Design

Versioned-hdf5 is built as a wrapper on top of h5py. The basic idea behind the design is that versioned-hdf5 is a copy-on-write system, inspired by git as well as modern filesystems such as APFS and Btrfs. Copy-on-write is a good fit whenever data should be completely immutable. In a copy-on-write system, any modification to a piece of data produces a new copy of the data, leaving the original intact. Any references to the original will continue to point to it.

This is implemented using two key HDF5 primitives: chunks and virtual datasets.

In HDF5, datasets are split into multiple chunks. Each chunk is of equal size, which is configurable, although some chunks may not be completely full. A chunk is the smallest part of a dataset that HDF5 operates on. Whenever a subset of a dataset is to be read, the entire chunk containing that dataset is read into memory. Picking an optimal chunk size is a nontrivial task, and depends on things such as the size of your L1 cache and the typical shape of your dataset. Furthermore, in versioned-hdf5 a chunk is the smallest amount of data that is stored only once across versions if it has not changed. If the chunk size is too small, it would affect performance, as operations would require reading and writing more chunks, but if it is too large, it would make the resulting versioned file unnecessarily large, as changing even a single element of a chunk requires rewriting the entire chunk. Versioned-hdf5 does not presently contain any logic for automatically picking a chunk size. The pytables documentation has some tips on picking an optimal chunk size.

Virtual datasets are a special kind of dataset that reference data from other datasets in a seamless way. The data from each part of a virtual dataset comes from another dataset. HDF5 does this seamlessly, so that a virtual dataset appears to be a normal dataset.

The basic design of versioned-hdf5 is this: whenever a dataset is created for the first time (the first version containing the dataset), it is split into chunks.
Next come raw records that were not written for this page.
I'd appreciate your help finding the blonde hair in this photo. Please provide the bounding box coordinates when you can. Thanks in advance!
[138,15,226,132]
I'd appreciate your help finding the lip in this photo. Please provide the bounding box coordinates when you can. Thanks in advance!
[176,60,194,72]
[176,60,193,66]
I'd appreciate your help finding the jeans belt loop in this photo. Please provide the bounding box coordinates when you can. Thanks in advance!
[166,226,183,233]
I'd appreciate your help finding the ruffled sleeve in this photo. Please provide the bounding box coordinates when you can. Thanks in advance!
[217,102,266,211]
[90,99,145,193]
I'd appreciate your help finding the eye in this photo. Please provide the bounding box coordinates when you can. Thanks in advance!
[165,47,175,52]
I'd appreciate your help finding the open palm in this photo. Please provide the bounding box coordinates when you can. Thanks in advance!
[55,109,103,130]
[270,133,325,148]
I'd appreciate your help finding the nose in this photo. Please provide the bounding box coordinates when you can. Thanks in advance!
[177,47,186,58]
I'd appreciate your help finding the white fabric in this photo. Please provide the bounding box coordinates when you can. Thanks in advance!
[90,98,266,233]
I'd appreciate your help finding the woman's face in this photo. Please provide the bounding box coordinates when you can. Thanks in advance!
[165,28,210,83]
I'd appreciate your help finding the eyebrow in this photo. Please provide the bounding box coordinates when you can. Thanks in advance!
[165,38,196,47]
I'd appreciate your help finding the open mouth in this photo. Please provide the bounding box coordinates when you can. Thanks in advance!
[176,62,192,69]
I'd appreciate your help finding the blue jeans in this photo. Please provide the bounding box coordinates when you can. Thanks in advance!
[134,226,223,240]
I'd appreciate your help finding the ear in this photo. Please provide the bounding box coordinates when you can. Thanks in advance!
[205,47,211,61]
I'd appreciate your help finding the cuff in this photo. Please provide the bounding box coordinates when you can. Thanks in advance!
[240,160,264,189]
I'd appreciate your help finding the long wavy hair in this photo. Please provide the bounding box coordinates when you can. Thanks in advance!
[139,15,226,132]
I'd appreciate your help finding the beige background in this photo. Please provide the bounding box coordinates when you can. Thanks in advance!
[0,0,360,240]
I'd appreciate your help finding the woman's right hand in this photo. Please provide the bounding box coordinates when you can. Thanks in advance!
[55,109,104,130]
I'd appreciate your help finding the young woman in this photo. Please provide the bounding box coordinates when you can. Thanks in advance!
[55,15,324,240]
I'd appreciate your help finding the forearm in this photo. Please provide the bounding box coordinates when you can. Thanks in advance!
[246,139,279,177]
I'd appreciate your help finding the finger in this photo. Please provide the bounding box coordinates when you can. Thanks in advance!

The data in each chunk is hashed and stored in a hash table. The unique chunks are then appended into to a raw_data dataset corresponding to the dataset. Finally, a virtual dataset is made that references the corresponding chunks in the raw dataset to recreate the original dataset. When later versions modify this dataset, each modified chunk is appended to the raw dataset, and a new virtual dataset is created pointing to corresponding chunks.

For example, say we start with the first version, version_1, and create a dataset my_dataset with n chunks. The dataset chunks will be written into the raw dataset, and the final virtual dataset will point to those chunks.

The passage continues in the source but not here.